Hargreave smiled. “Private inquiry agent,” he said. “Not Pinkerton . . . at least, not yet! But Pinkerton’s too big. I take on one case at a time, just me. Mr. Vanderbilt back there is one of my best customers. I work quietly, and I get the goods. Watch, and learn, younker.”
“Thank you,” I said. “I have been of assistance in several small problems in England, and I should like to observe a professional consulting detective at work. May I join you?”
Hargreave laughed heartily. “You’ve got brass, kid. Okay, you meet me at Mr. Vanderbil
t’s house tomorrow morning, nine sharp, and we’ll take a look at the scene of the crime, so to speak.”
With a touch of his hat to Miss Magill, he left. Miss Magill and I were very late getting back to our boarding-house, incurring the wrath of the landlady for “carrying on after hours!”
Nevertheless, I was up early the next morning and made my way north on Fifth Avenue to the brownstone mansion inhabited by Mr. William Henry Vanderbilt and his large family. The previous day’s sleet had changed to ice, and the city was covered with a glittering sheet that sparkled like crystal, lending a magical air to the drabbest of tenements, and causing the streets to become treacherous as skating-ponds. Just beyond Mr. Vanderbilt’s house I could see a construction site, with workmen swarming about like ants erecting a new hill. This, presumably, was the much-talked-about palace being constructed at the whim of Mrs. William Kissam Vanderbilt, the imperious Alva, who had accused Mike Magill of theft.

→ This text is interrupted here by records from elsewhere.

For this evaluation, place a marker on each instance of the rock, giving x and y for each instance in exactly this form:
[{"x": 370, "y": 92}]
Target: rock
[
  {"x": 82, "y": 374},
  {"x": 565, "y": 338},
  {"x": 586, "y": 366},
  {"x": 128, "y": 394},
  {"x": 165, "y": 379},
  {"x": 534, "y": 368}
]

Hargreave was waiting for me. He boldly went up to the front door, instead of walking around to the servants’ entrance in the areaway behind the house. He and I were let in by a maid, who passed us on to an imposing footman in antiquated livery. The footman, in turn, showed us into Mr. William Henry Vanderbilt’s study, the scene of the crime, as Hargreave had put it.
If a room takes on the character of the man who lives in it, then this study proved once again that Mr. William Henry Vanderbilt was the most modest of millionaires. The walls were panelled, not with expensive mahogany or elaborate tracery, but with honest oak. The few paintings were of bucolic landscapes, not particularly impressive, but pleasing to the eye. The furnishings were solid, armchairs and a sofa, upholstered in sombre but serviceable style, and a massive carved desk, where Vanderbilt presumably did his business.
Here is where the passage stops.